Captain Ikejiri rubbed his chin. “Well, I don’t hear that one every day,” he allowed. “Most of the time, people come in here to ask me to put them in slots where they
don’t
go into harm’s way.”
“Sir, I serve the Emperor. I
want
to serve the Emperor, may he live ten thousand years. I want to serve him the best way I can.” All of which was true. Fujita didn’t say he was bored green in Myitkyina, although that was just as true if it wasn’t even more so.
“Well, your attitude does you credit.” From Ikejiri, that was no small praise. He glanced down at some papers on the little table that did him duty as a desk.
My service record
, Fujita realized. The captain continued, “No one can complain about your performance since you came to Burma.”

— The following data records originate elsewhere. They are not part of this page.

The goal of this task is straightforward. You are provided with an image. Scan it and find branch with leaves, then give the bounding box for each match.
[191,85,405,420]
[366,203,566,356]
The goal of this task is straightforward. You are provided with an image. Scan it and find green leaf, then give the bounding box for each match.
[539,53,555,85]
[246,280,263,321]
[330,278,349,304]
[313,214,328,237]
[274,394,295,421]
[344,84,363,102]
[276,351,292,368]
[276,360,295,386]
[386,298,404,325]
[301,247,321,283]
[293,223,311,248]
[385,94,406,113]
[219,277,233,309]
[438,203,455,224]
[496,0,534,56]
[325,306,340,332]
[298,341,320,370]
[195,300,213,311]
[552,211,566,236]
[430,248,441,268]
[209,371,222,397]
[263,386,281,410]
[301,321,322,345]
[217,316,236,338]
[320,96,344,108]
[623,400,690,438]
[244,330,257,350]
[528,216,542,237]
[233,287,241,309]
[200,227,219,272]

That was why Fujita was a sergeant again. His performance in China, on the other hand, had got him demoted and made the powers that be approve his request for a transfer as soon as he handed it in. If you fouled up, you would pay for it. And he had, and he’d come to this miserable place to atone for fouling up. Now he’d managed that, too. Having managed it, he wanted more, as people have a way of doing.
“You realize, if you see more action, the Chinese will shoot at you?” Captain Ikejiri said.
“Sir, you will know I fought the Russians on the Mongolian border and in Siberia.” Fujita couldn’t sound affronted before an officer, but he wanted to. “After them, I hope I’m not going to hide under the bed on account of the
Chankoro
.” He brought out the scornful Japanese slang for
Chinks
without even noticing he did it. Japan had been taking what she wanted and needed in China ever since the end of the nineteenth century. The Chinese almost always gave way before Japan’s might. When they didn’t, they almost always lost. No wonder Japanese soldiers scorned them and their fighting skills.
“Yes, yes.” Ikejiri’s patience showed, which meant it would fray soon. “But you would be up in an airplane, and they would be shooting at you from the ground. You wouldn’t be able to shoot back. That may not be the kind of action you crave.”